Пригорюнились мы… Хоть жалостные-то слова мы для приказчика говорим, — потому сибиряку чем жалостнее скажешь, то он больше тебя наградит, — ну, а все же видим и сами, что правда, так оно и по-настоящему точка в точку выходит. Вот, думаем, он сейчас зевнет, да перекрестится, да и завалится спать… в тепле, да в сытости, да никого-то он не боится, а мы пойдем по дикой тайге путаться глухою ночью да точно нечисть болотная с петухами от крещеных людей хорониться.
«Ну, однако, ребята, — говорит приказчик, — пора мне и на боковую. Жертвую вам от себя по двугривенному на брата да по положению, что следует, получите и ступайте себе с богом. Рабочих всех будить не стану, — трое есть у меня понадежнее, так они и засвидетельствуют для отчету. А то как бог с вами беды не нажить… Смотрите, в Николаевский город лучше не заглядывайте. Намеднись я оттуда приехал: исправник ноне живет бойкой; приказал всех прохожих имать, где какой ни объявится. «Сороке, говорит, пролететь не дам, заяц мимо не проскачет, зверь не прорыщет, а уж этих я молодцов-соколинцев изымаю». Счастливы будете, ежели удастся вам мимо пройти, а уж в город-то ни за коим делом не заходите».
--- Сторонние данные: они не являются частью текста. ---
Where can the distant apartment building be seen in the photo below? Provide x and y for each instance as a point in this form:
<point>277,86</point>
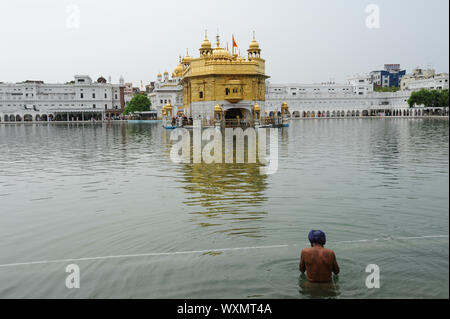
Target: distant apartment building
<point>130,92</point>
<point>424,79</point>
<point>81,98</point>
<point>391,76</point>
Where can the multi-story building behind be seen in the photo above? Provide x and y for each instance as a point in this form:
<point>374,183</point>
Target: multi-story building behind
<point>424,79</point>
<point>80,99</point>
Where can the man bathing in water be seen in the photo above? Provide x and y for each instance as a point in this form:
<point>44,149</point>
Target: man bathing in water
<point>317,261</point>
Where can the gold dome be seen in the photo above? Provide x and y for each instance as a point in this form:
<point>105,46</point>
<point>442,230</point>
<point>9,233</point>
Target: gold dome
<point>186,59</point>
<point>206,44</point>
<point>221,54</point>
<point>254,45</point>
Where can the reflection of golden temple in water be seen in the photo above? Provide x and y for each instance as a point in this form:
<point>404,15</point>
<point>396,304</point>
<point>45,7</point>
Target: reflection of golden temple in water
<point>229,196</point>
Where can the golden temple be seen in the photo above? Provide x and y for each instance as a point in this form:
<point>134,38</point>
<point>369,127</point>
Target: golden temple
<point>220,80</point>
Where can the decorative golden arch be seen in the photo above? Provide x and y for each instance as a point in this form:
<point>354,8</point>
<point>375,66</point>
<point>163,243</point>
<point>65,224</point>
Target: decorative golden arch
<point>256,112</point>
<point>218,114</point>
<point>169,109</point>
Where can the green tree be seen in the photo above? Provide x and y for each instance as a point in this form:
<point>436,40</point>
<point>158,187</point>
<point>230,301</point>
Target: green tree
<point>443,98</point>
<point>139,103</point>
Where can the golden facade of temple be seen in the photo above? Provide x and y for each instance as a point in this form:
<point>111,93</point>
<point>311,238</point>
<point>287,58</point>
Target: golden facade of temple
<point>218,77</point>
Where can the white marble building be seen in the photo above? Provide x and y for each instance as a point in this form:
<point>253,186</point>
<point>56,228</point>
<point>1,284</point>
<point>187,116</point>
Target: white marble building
<point>81,99</point>
<point>356,98</point>
<point>167,91</point>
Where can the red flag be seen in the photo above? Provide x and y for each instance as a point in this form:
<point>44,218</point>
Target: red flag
<point>234,43</point>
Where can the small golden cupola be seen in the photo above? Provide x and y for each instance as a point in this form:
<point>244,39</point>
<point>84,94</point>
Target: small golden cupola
<point>220,53</point>
<point>254,52</point>
<point>178,72</point>
<point>186,60</point>
<point>205,48</point>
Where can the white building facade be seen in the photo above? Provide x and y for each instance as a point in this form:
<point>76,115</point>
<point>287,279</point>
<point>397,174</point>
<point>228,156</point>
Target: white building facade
<point>167,90</point>
<point>354,99</point>
<point>81,99</point>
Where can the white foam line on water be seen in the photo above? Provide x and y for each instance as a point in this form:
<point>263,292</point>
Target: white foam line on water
<point>42,262</point>
<point>139,255</point>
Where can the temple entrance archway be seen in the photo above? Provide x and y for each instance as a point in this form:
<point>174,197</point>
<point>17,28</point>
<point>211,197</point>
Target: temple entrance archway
<point>235,113</point>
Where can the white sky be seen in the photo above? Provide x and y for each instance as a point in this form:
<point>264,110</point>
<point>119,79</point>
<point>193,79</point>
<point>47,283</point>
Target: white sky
<point>305,41</point>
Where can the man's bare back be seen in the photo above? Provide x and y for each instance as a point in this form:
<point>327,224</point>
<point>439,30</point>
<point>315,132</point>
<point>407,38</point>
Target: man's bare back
<point>318,262</point>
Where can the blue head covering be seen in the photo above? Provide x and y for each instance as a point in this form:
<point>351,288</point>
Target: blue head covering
<point>317,237</point>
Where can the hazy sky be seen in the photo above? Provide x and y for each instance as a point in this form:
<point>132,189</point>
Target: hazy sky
<point>303,41</point>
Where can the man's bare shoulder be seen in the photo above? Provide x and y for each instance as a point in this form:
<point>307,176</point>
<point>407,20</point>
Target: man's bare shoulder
<point>308,251</point>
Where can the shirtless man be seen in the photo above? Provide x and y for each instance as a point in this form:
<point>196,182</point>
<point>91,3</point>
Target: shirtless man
<point>317,261</point>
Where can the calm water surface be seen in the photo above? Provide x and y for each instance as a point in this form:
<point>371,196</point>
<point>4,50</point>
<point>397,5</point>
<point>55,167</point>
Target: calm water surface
<point>74,191</point>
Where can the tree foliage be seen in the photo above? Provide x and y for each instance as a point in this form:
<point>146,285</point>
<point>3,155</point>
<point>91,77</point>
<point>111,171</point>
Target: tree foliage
<point>378,88</point>
<point>139,103</point>
<point>429,98</point>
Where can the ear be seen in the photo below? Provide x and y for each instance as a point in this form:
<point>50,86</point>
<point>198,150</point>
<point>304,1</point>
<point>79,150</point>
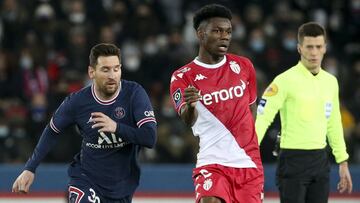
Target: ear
<point>91,72</point>
<point>200,34</point>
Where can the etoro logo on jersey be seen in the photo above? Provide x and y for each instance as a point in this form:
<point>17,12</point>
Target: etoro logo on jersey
<point>224,94</point>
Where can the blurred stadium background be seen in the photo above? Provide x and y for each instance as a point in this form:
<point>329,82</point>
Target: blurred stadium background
<point>44,47</point>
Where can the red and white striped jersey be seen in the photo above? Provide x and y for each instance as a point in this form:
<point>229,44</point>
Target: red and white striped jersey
<point>224,124</point>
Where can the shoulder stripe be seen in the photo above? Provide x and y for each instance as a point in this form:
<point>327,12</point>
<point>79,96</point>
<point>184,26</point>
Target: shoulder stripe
<point>179,109</point>
<point>145,120</point>
<point>76,191</point>
<point>53,127</point>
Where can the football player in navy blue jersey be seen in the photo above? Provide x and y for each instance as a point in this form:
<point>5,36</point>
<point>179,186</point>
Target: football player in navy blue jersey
<point>115,119</point>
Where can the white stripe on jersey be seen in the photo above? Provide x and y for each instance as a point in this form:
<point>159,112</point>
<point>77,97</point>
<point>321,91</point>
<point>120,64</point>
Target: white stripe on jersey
<point>145,120</point>
<point>217,144</point>
<point>53,127</point>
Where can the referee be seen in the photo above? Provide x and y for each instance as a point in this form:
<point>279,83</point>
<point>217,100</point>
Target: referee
<point>308,100</point>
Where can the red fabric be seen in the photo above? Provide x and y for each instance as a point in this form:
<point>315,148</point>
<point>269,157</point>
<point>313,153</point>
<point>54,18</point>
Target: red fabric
<point>234,185</point>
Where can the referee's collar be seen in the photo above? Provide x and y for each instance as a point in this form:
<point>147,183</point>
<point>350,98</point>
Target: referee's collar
<point>305,71</point>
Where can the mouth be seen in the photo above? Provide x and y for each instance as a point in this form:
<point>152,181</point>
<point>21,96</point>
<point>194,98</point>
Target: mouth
<point>110,83</point>
<point>223,47</point>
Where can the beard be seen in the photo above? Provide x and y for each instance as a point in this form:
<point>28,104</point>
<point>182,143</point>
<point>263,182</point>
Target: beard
<point>109,90</point>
Выдал он нам по положению, рыбы еще дал несколько, да от себя по двугривенному накинул. Потом перекрестился на небо, ушел к себе на заимку и дверь запер. Погасили сибиряки огни, легли спать — до свету-то еще не близко. А мы пошли себе своею дорогой, и очень нам всем в ту ночь тоскливо было.